The highlights of the announcement include: i) Apple’s opening up its formerly closed walled garden-like ecosystems for competing app marketplaces and app developers; ii) the ecosystem holder’s new technical implementations break down on the former tight grip on the hardware and software functionalities of its devices, notably on payment processing and via a dedicated interoperability process; and iii) the introduction of new business terms for app developers regarding app distribution and alternative payment processing. The changes entail Apple’s immediate response to the high standards set out by the wide array of the DMA’s provisions that the gatekeeper will have to apply starting in March 2024. The new capabilities will be rolled out in iOS 17.4 and become available to users in the 27 Member States beginning in March 2024.
The blog post navigates the transformations proposed by Apple in light of the obligations set out in Articles 5, 6 and 7 of the DMA and the wider objectives of contestability and fairness that the regulatory framework strives to pursue.
Side-loading and the case for inter-platform competition
In its announcement, Apple communicated that substantive changes would apply to the architecture surrounding its main operating system: iOS.

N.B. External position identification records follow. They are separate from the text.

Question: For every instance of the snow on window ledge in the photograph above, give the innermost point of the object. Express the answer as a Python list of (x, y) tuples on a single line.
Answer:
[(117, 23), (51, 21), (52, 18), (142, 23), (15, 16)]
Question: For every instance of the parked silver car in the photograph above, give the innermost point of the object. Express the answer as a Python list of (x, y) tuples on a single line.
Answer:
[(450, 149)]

First, it will allow alternative marketplace developers to create alternative app marketplaces, under the condition that they assume the significant responsibility and oversight of user experience in managing those same marketplaces. In practice, this means that inter-platform competition will increase as a result, given that Apple’s proprietary App Store will face rivalry at the marketplace level. Default settings on app stores will be eliminated as a result. Second, the ecosystem holder proposed to enable alternative distribution of iOS apps via those alternative app marketplaces. Subsequent to the green light conferred upon the creation of alternative app marketplaces, third-party app developers may distribute their apps on other channels that do not necessarily correspond with those of Apple. Third, Apple will grant developers a dedicated process to request interoperability with iPhone and iOS hardware and software features. Finally, Apple abandons its former policy to only allow web browsers to run on its proprietary browser engine WebKit and will provide that alternative browser engines may support browser apps within its ecosystems.
The evident impact of the changes on contestability and fairness may seem overall positive from the perspective of the DMA, but a closer look at the nitty-gritty of the procedures that Apple has introduced alongside its press release paints a completely different picture.
Alternative app marketplaces are supported on iOS, but friction prevails
In appearance, Apple’s proposal to enable third-party app marketplaces to enter its ecosystem corresponds to enhancing inter-platform competition (the concept was first used in the context of the DMA by Petit here and here). That is, the proposed technical implementation, in principle, lowers the barriers to entry at the platform level in line with Article 6(4) DMA.
The provision requires “gatekeepers (to) allow and technically enable the installation and effective use of third-party software applications or software stores using, or interoperating with, its operating system and allow (them) to be accessed by means other than the relevant CPSs of the gatekeeper”. The provision requires that gatekeepers may legitimately take measures to ensure that the entry of those alternative marketplaces does not endanger the integrity of the hardware or operating system. However, gatekeepers may not impose those restrictions without any limitation, their capacity to curtail this capacity is determined by two distinct requirements: i) that those measures are strictly necessary and proportionate to minimising security risks on their services created by the entry of the third-party marketplace developers; and ii) that those measures are duly justified by the gatekeeper.
Despite Apple’s good intentions in its press release, if one analyses Apple’s Developer Support page, the requirements that alternative marketplace developers will have to face to create their alternative app stores are nothing short of extensive. In principle, Apple defends that they are introduced to reduce the new risks posed by the creation of new avenues for malware, fraud and scams, illicit and harmful content and other privacy and security threats, which it has less ability to address due to the DMA’s provisions.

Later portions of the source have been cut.